For one thing it is important that a circuit suitable for reading out the memory be designed in the cost-effective manner. This means that the silicon area necessary for the realization of the circuit is to be kept small. Furthermore, it is necessary to read out the cell as fast as possible at low current consumption. The access time for the data of the non-volatile memory depends on the specification of the package containing the non-volatile memory. The package may for example be a chip card. In a chip card, the access time of the card is substantially determined by the time of reading out the memory cell itself. Here, a NOR flash stands out compared to a NAND flash by means of its faster access time. Moreover, for a total chip containing a non-volatile memory, typically, a maximum current is prescribed in the specification. In addition, and in particular for a contactless chip card, maximum permitted current peaks are prescribed in the specification. The requirements given by the specification are broken down to all circuit parts and therefore also to a sense amplifier necessitated for reading out the memory. Here, the sense amplifier deserves special attention, as it substantially contributes to the peak current because of its frequency of occurrence.

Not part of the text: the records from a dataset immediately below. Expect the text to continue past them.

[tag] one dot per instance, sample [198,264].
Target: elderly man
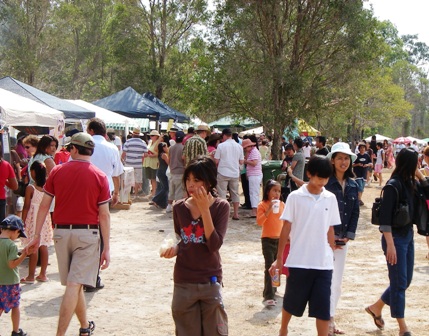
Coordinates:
[82,197]
[229,156]
[196,145]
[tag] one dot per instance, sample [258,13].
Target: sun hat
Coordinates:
[202,127]
[180,135]
[247,143]
[341,147]
[137,131]
[82,139]
[226,131]
[13,222]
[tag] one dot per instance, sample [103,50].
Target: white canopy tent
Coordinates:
[18,111]
[419,141]
[379,137]
[256,131]
[108,116]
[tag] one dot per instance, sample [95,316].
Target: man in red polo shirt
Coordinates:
[82,198]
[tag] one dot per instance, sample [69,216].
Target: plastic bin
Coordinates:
[270,169]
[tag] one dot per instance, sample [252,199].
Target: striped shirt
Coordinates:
[254,170]
[194,146]
[134,148]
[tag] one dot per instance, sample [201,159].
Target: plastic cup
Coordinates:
[276,206]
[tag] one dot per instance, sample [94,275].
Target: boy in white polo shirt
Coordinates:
[310,214]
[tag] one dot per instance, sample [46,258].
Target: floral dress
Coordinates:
[30,222]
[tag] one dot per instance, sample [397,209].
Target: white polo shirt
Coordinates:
[229,153]
[311,219]
[106,158]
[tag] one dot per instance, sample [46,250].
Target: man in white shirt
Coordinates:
[106,158]
[228,157]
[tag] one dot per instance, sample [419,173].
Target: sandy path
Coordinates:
[137,296]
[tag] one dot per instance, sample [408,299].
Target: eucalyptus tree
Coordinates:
[276,60]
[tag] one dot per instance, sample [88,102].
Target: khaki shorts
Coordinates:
[223,183]
[78,255]
[175,190]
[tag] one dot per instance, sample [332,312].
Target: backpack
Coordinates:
[401,215]
[421,211]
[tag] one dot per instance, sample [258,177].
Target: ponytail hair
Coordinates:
[39,173]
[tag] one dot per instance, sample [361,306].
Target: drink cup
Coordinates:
[276,206]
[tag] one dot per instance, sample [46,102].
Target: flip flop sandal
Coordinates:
[42,279]
[87,331]
[25,281]
[378,320]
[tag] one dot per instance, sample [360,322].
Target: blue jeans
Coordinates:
[401,274]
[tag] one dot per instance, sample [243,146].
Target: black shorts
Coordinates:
[308,285]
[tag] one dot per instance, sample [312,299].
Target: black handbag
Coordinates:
[21,189]
[401,214]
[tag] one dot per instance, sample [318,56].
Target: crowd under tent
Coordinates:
[70,110]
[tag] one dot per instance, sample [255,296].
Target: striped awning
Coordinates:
[143,124]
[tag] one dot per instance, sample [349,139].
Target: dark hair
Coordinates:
[44,143]
[203,168]
[406,165]
[321,139]
[349,172]
[254,139]
[40,173]
[31,139]
[268,186]
[161,145]
[82,150]
[320,166]
[97,126]
[298,142]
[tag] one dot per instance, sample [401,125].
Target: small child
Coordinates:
[310,214]
[271,229]
[33,196]
[12,228]
[201,221]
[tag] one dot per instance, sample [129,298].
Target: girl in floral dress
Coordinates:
[33,197]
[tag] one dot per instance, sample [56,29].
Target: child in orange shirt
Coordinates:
[271,227]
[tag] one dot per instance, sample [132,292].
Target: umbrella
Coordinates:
[401,139]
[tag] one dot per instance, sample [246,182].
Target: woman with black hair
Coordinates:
[397,241]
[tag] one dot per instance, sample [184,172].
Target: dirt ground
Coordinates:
[139,285]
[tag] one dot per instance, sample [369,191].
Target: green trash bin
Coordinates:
[270,169]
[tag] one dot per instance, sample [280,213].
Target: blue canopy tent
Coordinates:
[131,104]
[70,110]
[171,113]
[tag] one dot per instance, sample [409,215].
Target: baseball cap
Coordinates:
[13,222]
[82,139]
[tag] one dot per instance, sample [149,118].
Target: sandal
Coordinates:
[87,331]
[378,320]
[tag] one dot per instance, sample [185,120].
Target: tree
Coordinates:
[276,60]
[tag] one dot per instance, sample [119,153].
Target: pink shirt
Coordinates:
[254,154]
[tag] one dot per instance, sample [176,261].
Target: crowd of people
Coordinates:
[315,202]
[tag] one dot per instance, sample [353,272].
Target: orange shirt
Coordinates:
[271,225]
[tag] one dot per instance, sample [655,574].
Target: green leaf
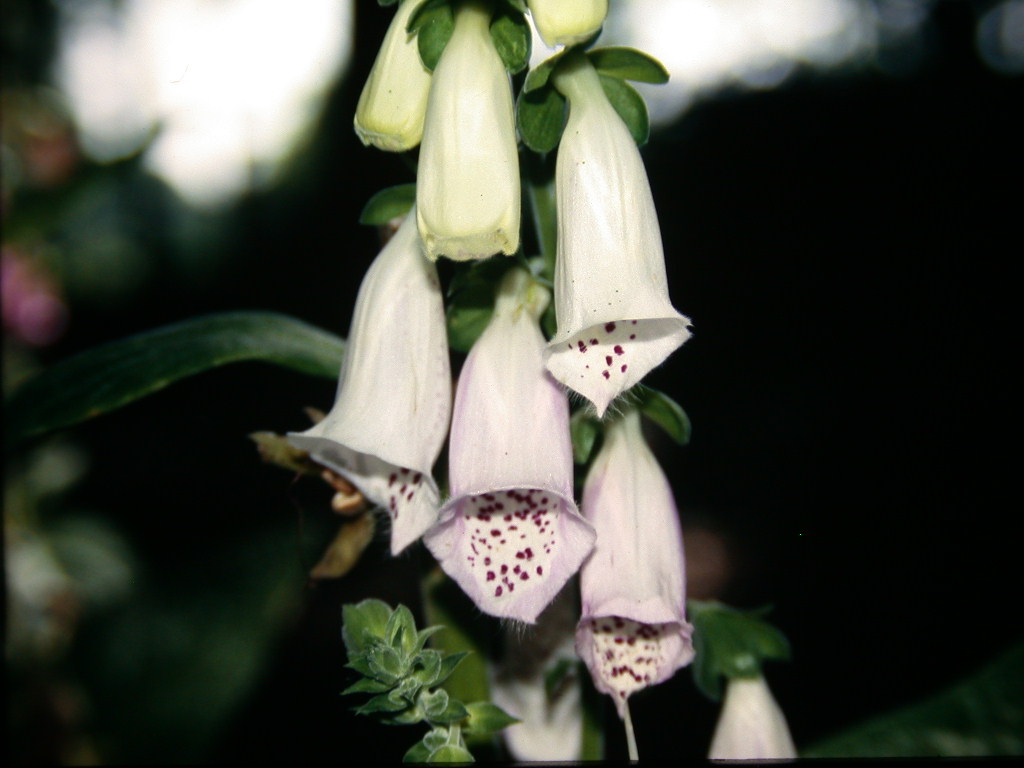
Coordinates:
[364,622]
[486,718]
[540,75]
[454,712]
[451,754]
[541,117]
[388,204]
[434,702]
[471,300]
[665,412]
[628,64]
[383,702]
[584,430]
[730,643]
[109,377]
[399,632]
[449,665]
[978,717]
[386,663]
[510,31]
[427,667]
[433,23]
[630,105]
[366,685]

For reading out the memory, an adaptive current readout method may be employed. Specifically in a non-volatile memory, information to be stored may be stored in the form of a starting voltage variation of a selection transistor. The starting voltage varying of for example an N-FET also means, however, that an “ON” and “OFF” current of the selection transistor changes or defines at the same enabling voltage. As in a memory consisting of several memory cells, only ever one memory source per bit line or sense line, respectively, is enabled, and all other cells of the same bit line or sense line are non-conducting, that is “OFF”, the “OFF” current is dependent on the programming of the cells also connected to the bit line. Reading out a cell signal is dependent on the programming of the cells not to be read out because of the “OFF” current of the cells not to be read out. This factor results in the necessity of adaptive reading out. This means that the states, that is the current flows, of the memory cells before and after the enabling must be compared to each other. For example, the “OFF” current prior to the enabling may be compared to the assumed “ON” current after the enabling. This means that, at a given word line voltage, opening the transistor will not take place and the resistor therefore gates off (is turned off). If the current has substantially increased after the enabling, then the enabling voltage will have sufficed to open the cell in the form of the selection transistor. Therefore, the starting voltage of the cell is lower than the word line voltage and/or the enabling voltage. In order to retrieve the memory information stored in the memory cell, the “OFF” current is stored by means of a programmable current source prior to the enabling and compared to the “ON” current after the enabling.